Cher Ito-sensei,
Merci beaucoup pour ces vœux et encouragements de nouvel an !
Après réflexion, voici quelques commentaires que j’aimerais partager, puisqu’il est facile de les manquer. Ils ont trait aux transitions critiques, dans l’esprit du sujet :
- De la colère à la Pitié
- De la Pitié à l’Action
1. De la Colère à la Pitié
Le sujet a manifestement une connexion profonde à la Nature - je ne peux que deviner, mais il me semble être un Natif Américain... Aussi pour lui, de voir ces homme décharger leurs déchets sur la piste, serait comme pour moi, de voir ma maison emplie d’ordures puantes : nous ne parlons pas ici de problème « écologique », mais d’une situation de Vie ou de Mort. D’où la haine, l’absolue - et, pour autant qu’il sache, pour autant qu’il soit, entièrement justifiée - compulsion d’effacer ces hommes de l’existence. C’est leur vie, ou la sienne. Et en vérité, la seule raison pour laquelle il ne suit pas cette voie est : il n’est pas assez fort (les conseils de son grand-père ne prennent sens pour lui qu’après qu’il a atteint la Pitié).
Ainsi la question est : comment, depuis la Colère, est-il parvenu à la Pitié ? Qu’a-t-il du traverser ? Que devrais-je traverser en sorte de PLAINDRE les hommes qui détruisent ma maison ?
2. De la Pitié à l’Action
Etant parvenu à la Pitié (qui, selon ma lecture, procure au sujet une sorte d’extrême objectivité sur la situation) pourquoi devrait-il encore ressentir le besoin de « résoudre ce problème » ? N’est-ce pas plutôt qu’il se trouve maintenant confronté à un autre problème - un auquel, contrairement au précédent, il peut faire quelque chose ? Le premier problème serait, par exemple : ces hommes sont en train de me détruire.
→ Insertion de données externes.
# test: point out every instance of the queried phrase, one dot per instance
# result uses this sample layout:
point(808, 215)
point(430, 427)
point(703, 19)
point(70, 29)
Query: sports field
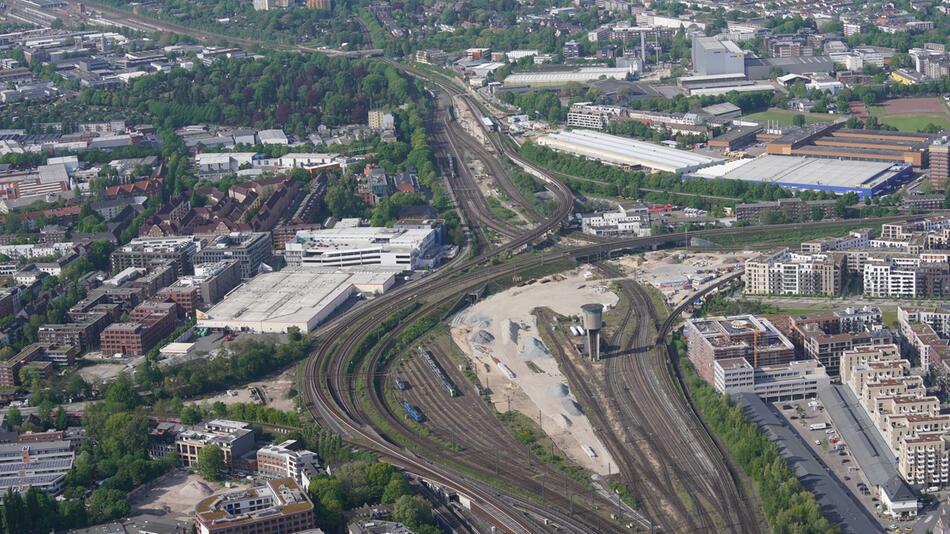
point(785, 117)
point(913, 114)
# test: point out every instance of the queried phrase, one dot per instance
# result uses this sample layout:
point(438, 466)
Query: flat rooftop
point(804, 172)
point(624, 151)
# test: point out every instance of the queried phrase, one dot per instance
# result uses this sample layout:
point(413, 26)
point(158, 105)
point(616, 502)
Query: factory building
point(274, 302)
point(834, 142)
point(742, 336)
point(623, 151)
point(713, 56)
point(393, 249)
point(864, 178)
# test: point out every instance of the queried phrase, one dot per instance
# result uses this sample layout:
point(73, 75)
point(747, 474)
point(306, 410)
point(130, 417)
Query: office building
point(712, 56)
point(277, 506)
point(792, 380)
point(368, 247)
point(150, 252)
point(251, 249)
point(40, 464)
point(590, 116)
point(234, 438)
point(790, 273)
point(151, 322)
point(742, 336)
point(286, 460)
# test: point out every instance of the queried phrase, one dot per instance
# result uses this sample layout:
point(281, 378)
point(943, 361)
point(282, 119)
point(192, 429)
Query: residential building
point(150, 252)
point(151, 322)
point(741, 336)
point(791, 273)
point(235, 438)
point(285, 460)
point(627, 220)
point(251, 249)
point(277, 506)
point(908, 419)
point(825, 337)
point(42, 464)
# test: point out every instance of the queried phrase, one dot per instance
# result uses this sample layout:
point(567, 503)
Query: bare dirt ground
point(678, 274)
point(176, 494)
point(275, 389)
point(501, 330)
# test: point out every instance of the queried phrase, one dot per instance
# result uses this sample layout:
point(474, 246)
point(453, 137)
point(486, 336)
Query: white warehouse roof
point(625, 151)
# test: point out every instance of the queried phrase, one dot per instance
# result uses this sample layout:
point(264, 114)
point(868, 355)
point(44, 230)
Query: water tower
point(593, 322)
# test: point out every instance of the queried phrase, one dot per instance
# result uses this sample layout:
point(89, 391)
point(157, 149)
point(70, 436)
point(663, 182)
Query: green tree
point(211, 464)
point(14, 417)
point(412, 510)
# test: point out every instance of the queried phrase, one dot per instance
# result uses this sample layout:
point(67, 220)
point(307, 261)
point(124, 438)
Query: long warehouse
point(865, 178)
point(625, 151)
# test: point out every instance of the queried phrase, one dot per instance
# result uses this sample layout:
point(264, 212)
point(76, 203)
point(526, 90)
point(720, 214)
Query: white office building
point(368, 246)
Et le second : ces hommes sont en train de se détruire.
Ainsi la question est : comment la Pitié a-t-elle déclenché son Action ? Qu’a-t-il du traverser ? Que devrais-je traverser en sorte d’AIDER les hommes en train de se détruire ?
Ma compréhension est que ces deux transitions sont entre la Vie et la Mort - mais en sens inverses. Dans le premier cas, on doit s’abandonner entièrement. Dans l’autre, on doit entièrement se reprendre - et le mettre au service.